In May of the coming year, I will return to Ireland after an almost 30 year hiatus. And so I love this phrase as a good omen for my future. It has been important to me to return to this land for years. I was supposed to go in 2020 but that didn’t happen. The whole purpose of the entire trip is to become lost, have no plans and just allow the story of life to lead me onto the next location. I will have no plans, I will have no reservations. I will have a car and time. And that is the entire path, to rid myself of the hustle and bustle. To untether myself to timetables and schedules and routines and to allow myself to tread on the sod of confusion as a means back to myself.
I did this drunk in 1989. I will do it sober in 2024. No plans, no agenda, the only path I will follow is the one that is laid before me moment to moment. Committed and dedicated to the losing my way so that I may become more clear about the path I tread moving forward.
I think this is also a good metaphor for 2024. How often in this life have I been so sure of where I am headed, only to find that I was never meant to arrive at my targeted destination at all. It is good to make plans. It is good to set intentions, but life is unpredictable and I find that I am happiest when I am in the day, walking whatever path presents itself in the moment.
I find myself not being able to ever really lose my way...the way appears each day as I wake and begin. It is often not the path that I intend, or sometimes the one that I even want, but I do my best to be faithful to it nonetheless.
My life does not look the way I thought it would at 54. And I am so grateful. This life I have today is amazing and wonderful and I honestly wouldn’t change a thing. I am content being single. I am happy with my own company. I love my family, my kids, my friends and pets. I love my work and being of service. I am grateful to be sober and to have this life I have right now, nothing missing, nothing needing to be added.

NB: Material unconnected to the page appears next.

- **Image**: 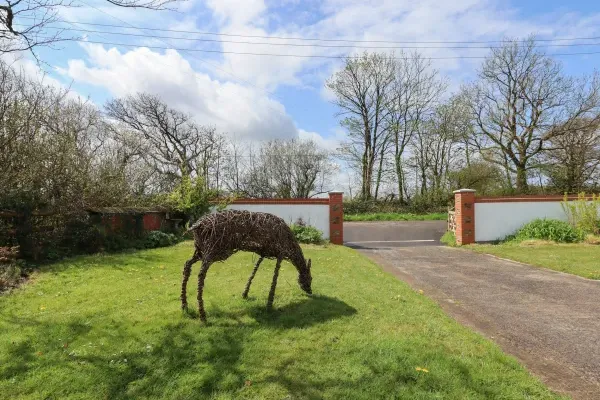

So as I rise on this first day of this new year, I find myself awash in gratitude for this time, this life and this path. And while I KNOW my craziness will lead me astray, I enter this year with this complete belief in the inherent GPS and guidance that lives deep within my soul. I cannot be lost, so long as I remain faithful. Faithful to the path of being of service to others and to doing my best to live a life that provides for me, by walking a path of showing up for others. In my life, in my work, in my relationships, in love, in everything.
I have tread the sod of confusion for so long...and now it appears that the long walk is the best gift. My path has many offshoots and switchbacks. But it always returns to me God and to myself. And that journey is all about love. Again. Still.